解約手附…債務不履行がなくても,①買主は手附金を放棄して,売主は手付金の倍額
を償還(返す)して,解除できる。もっとも,相手方が履行に着手したらだめ。
2. 受領遅滞
EX 売主Aは,買主B宅にビールを持参したが,Bは受け取りを拒否した。
この場合,Aは,このビールを善良な管理者の注意義務をもって管理する義務(400
条)を負っている。しかし,Aは一度,B宅にビールを届けたのだから(弁済の提供),
Aのこの義務は軽くなり,重過失によってビールを壊さない限り責任を負わない。
3. 債権者代位権(423 条,責任財産の保全が趣旨)
EX AはBに 100 万円を貸している。

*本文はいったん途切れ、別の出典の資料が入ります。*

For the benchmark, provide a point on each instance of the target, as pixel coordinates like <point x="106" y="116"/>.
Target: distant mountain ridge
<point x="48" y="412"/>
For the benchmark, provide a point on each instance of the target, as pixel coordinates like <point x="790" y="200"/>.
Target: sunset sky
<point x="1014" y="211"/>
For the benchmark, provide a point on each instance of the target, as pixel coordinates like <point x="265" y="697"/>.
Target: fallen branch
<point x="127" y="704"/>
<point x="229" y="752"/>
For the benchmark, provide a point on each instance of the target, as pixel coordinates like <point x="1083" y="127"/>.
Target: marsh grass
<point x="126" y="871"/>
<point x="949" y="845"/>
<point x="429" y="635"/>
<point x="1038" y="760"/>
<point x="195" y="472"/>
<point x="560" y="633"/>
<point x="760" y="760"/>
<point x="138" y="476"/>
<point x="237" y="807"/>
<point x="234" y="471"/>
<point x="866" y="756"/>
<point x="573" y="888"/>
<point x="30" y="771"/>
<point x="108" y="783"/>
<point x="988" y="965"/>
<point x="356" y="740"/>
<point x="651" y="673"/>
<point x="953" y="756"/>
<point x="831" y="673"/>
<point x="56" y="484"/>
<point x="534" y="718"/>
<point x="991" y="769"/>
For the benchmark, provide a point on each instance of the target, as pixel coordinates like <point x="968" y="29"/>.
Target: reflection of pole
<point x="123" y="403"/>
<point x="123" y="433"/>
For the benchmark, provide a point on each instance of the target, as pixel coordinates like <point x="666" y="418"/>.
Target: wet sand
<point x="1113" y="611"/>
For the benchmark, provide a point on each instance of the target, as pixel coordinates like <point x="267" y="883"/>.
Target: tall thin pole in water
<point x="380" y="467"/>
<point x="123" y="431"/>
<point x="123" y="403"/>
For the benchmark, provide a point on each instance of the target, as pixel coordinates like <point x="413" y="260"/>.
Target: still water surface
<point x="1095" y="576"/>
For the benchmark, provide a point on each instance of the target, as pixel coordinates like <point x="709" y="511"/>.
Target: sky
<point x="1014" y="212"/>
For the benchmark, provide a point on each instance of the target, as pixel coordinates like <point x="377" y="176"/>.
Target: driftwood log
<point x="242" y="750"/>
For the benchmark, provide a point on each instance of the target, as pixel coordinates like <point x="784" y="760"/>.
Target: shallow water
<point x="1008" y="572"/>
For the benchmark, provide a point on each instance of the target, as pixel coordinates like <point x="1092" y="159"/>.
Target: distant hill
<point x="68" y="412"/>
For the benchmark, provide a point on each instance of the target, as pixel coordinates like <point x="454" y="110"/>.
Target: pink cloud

Bは一文無しであり,他からも借金がある
が(無資力),Cに対して 100 万円の代金債権を持っている。しかし,Bは「Cから取り
立ててもどうせAらにとられるのだから」といって,Cから取り立てようとしない。
この場合,AはBのCに対する債権をBの代わりに行使できる。
4. 債権者取消権(424 条,責任財産の保全が趣旨)
EX AはBに 100 万円貸している。Bは一文無しであり,他からも借金がある(無
資力)が,Bは唯一の財産である甲土地を愛人Cに贈与してしまった。
この場合,AはBC間の贈与契約を取り消すことができる。